KOPPA: Improving Prompt-based Continual Learning with Key-Query Orthogonal Projection and Prototype-based One-Versus-All
- URL: http://arxiv.org/abs/2311.15414v3
- Date: Wed, 20 Nov 2024 22:14:07 GMT
- Title: KOPPA: Improving Prompt-based Continual Learning with Key-Query Orthogonal Projection and Prototype-based One-Versus-All
- Authors: Quyen Tran, Hoang Phan, Lam Tran, Khoat Than, Toan Tran, Dinh Phung, Trung Le,
- Abstract summary: We introduce a novel key-query learning strategy to enhance prompt matching efficiency and address the challenge of shifting features.
Our method empowers the model to achieve results surpassing those of current state-of-the-art approaches by a large margin of up to 20%.

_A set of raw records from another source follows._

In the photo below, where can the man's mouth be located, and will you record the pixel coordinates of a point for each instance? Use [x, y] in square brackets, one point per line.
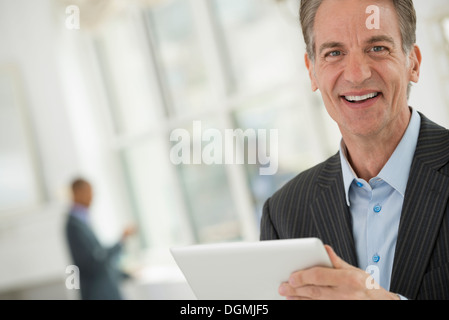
[361, 98]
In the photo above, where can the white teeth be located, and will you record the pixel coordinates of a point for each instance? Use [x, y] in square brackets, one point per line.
[361, 98]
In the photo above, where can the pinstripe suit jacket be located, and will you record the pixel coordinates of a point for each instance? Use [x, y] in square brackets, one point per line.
[313, 205]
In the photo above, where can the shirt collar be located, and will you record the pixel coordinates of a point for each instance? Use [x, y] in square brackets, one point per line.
[397, 169]
[79, 211]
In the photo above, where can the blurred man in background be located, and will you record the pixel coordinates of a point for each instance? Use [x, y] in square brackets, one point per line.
[100, 276]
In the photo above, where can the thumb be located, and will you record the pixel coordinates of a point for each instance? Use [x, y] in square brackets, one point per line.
[336, 261]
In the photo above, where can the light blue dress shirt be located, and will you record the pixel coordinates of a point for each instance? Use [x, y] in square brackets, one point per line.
[376, 205]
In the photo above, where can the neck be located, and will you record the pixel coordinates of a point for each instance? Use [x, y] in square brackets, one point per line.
[369, 154]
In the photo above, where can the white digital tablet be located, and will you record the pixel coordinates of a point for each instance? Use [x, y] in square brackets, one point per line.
[246, 270]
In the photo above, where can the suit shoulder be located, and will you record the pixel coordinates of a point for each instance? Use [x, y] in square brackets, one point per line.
[305, 183]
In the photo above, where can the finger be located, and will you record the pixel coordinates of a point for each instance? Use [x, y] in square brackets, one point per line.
[317, 276]
[290, 293]
[336, 261]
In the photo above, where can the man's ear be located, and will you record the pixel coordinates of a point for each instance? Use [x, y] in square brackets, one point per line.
[415, 63]
[309, 66]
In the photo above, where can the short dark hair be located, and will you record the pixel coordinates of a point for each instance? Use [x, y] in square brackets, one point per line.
[79, 183]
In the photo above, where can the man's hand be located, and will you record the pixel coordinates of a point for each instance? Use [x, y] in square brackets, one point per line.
[343, 282]
[128, 231]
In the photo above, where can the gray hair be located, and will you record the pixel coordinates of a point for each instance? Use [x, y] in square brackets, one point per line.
[407, 25]
[404, 8]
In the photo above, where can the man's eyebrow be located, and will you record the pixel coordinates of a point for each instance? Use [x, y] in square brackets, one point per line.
[328, 45]
[381, 38]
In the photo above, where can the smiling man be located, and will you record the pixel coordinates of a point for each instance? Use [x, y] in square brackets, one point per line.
[381, 203]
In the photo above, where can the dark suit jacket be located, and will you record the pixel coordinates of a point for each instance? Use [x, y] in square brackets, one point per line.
[313, 205]
[99, 276]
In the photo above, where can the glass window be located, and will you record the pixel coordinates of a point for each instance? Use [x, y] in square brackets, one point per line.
[131, 85]
[446, 28]
[258, 43]
[184, 76]
[156, 196]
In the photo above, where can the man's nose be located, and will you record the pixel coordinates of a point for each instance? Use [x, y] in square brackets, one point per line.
[357, 69]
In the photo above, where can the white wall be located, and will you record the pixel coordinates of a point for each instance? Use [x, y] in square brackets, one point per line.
[32, 246]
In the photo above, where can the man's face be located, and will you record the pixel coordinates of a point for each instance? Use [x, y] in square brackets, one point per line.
[362, 73]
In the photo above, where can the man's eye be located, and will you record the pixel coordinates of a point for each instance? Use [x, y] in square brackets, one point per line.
[378, 49]
[335, 53]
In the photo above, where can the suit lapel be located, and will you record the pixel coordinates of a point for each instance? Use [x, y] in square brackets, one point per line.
[331, 214]
[424, 205]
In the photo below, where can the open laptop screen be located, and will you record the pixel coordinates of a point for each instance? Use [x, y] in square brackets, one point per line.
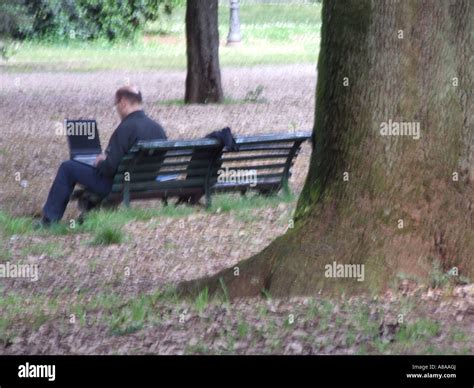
[83, 137]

- Score: 24.50129285997307
- License:
- Abstract: Drawing inspiration from prompt tuning techniques applied to Large Language Models, recent methods based on pre-trained ViT networks have achieved remarkable results in the field of Continual Learning. Specifically, these approaches propose to maintain a set of prompts and allocate a subset of them to learn each task using a key-query matching strategy. However, they may encounter limitations when lacking control over the correlations between old task queries and keys of future tasks, the shift of features in the latent space, and the relative separation of latent vectors learned in independent tasks. In this work, we introduce a novel key-query learning strategy based on orthogonal projection, inspired by model-agnostic meta-learning, to enhance prompt matching efficiency and address the challenge of shifting features. Furthermore, we introduce a One-Versus-All (OVA) prototype-based component that enhances the classification head distinction. Experimental results on benchmark datasets demonstrate that our method empowers the model to achieve results surpassing those of current state-of-the-art approaches by a large margin of up to 20%.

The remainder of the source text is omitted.